Quantum Hall Effects at Finite Temperatures

TL;DR

This paper investigates how finite temperature affects the integer and fractional quantum Hall effects within the composite fermion model, revealing loss of universality and quantization at non-zero temperatures, while aligning with experimental observations.

Contribution

It provides a detailed analysis of finite temperature effects on quantum Hall states using the composite fermion model, highlighting the need for refinement in microscopic property descriptions.

Findings

Universality and quantization are lost at finite temperatures.

The model aligns with bulk FQHE results but needs refinement for microscopic details.

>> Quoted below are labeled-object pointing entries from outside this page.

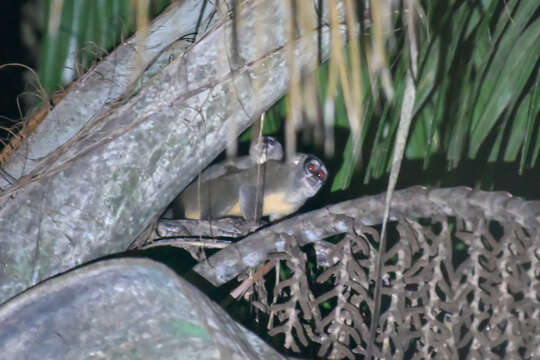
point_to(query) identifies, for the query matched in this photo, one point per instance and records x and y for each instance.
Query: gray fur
(216, 197)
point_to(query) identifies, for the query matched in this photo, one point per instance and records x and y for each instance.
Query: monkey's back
(220, 197)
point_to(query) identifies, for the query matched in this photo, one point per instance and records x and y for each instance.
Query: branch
(97, 192)
(414, 202)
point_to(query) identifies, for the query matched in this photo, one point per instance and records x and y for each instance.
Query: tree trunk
(97, 191)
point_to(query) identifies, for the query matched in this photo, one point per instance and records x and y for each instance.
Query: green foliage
(477, 90)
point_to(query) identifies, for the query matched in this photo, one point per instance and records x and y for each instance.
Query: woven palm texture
(461, 279)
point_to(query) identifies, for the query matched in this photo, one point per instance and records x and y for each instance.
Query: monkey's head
(268, 148)
(310, 174)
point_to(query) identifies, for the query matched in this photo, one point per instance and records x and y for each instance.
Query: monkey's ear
(247, 200)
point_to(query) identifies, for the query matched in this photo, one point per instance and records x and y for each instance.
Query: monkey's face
(313, 175)
(266, 149)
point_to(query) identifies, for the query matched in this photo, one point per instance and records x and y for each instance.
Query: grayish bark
(415, 202)
(122, 309)
(102, 188)
(101, 86)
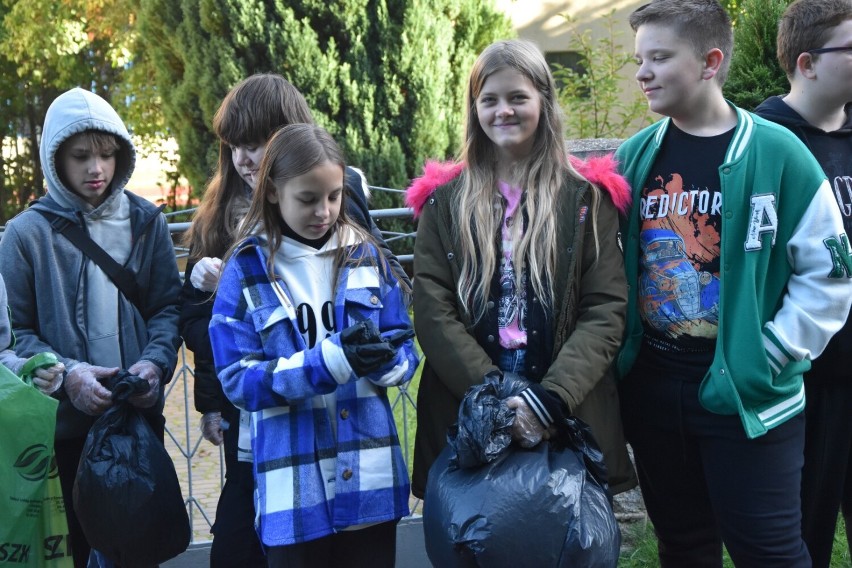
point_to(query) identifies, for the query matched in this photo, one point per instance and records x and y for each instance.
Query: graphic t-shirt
(511, 317)
(681, 223)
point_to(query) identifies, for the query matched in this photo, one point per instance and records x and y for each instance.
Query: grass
(639, 549)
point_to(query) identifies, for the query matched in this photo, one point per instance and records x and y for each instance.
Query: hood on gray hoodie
(73, 112)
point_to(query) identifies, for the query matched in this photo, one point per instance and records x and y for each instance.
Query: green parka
(586, 330)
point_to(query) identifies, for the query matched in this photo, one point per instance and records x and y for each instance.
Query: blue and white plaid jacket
(266, 367)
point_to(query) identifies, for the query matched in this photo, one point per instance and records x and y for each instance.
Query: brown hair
(805, 25)
(249, 114)
(704, 24)
(479, 205)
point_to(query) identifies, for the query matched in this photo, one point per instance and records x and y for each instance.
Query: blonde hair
(479, 205)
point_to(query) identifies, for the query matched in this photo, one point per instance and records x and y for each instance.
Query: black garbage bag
(127, 495)
(544, 506)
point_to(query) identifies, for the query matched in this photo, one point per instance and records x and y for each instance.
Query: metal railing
(200, 465)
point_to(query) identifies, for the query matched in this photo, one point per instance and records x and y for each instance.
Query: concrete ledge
(410, 549)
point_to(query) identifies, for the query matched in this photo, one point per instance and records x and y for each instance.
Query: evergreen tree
(385, 77)
(755, 73)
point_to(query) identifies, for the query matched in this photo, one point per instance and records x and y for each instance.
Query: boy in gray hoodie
(815, 51)
(66, 304)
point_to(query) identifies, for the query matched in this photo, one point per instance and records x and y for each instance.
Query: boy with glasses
(815, 51)
(739, 272)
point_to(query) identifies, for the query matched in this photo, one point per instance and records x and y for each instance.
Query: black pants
(704, 482)
(827, 472)
(371, 547)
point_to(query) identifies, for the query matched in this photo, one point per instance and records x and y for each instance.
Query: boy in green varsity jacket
(739, 274)
(815, 51)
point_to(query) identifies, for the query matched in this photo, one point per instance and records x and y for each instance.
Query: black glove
(365, 349)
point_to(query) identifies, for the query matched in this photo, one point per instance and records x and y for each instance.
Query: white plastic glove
(49, 380)
(205, 274)
(527, 430)
(151, 373)
(85, 391)
(211, 427)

Threshold temperatures for observing FQHE states are qualitatively explained.

Abstract

We study the finite temperature (FT) effects on integer quantum Hall effect (IQHE) and fractional quantum Hall effect (FQHE) as predicted by the composite fermion model. We find that at $T\neq 0$, universality is lost, as is quantization because of a new scale $T_0=\pi\rho /m^\ast p$. We find that this loss is not inconsistent with the experimentally observed accuracies. While the model seems to work very well for IQHE, it agrees with the bulk results of FQHE but is shown to require refinement in its account of microscopic properties such as the effective mass. Our analysis also gives a qualitative account of the threshold temperatures at which the FQHE states are seen experimentally. Finally, we extract model independent features of quantum Hall effect at FT, common to all Chern-Simons theories that employ mean field ansatz.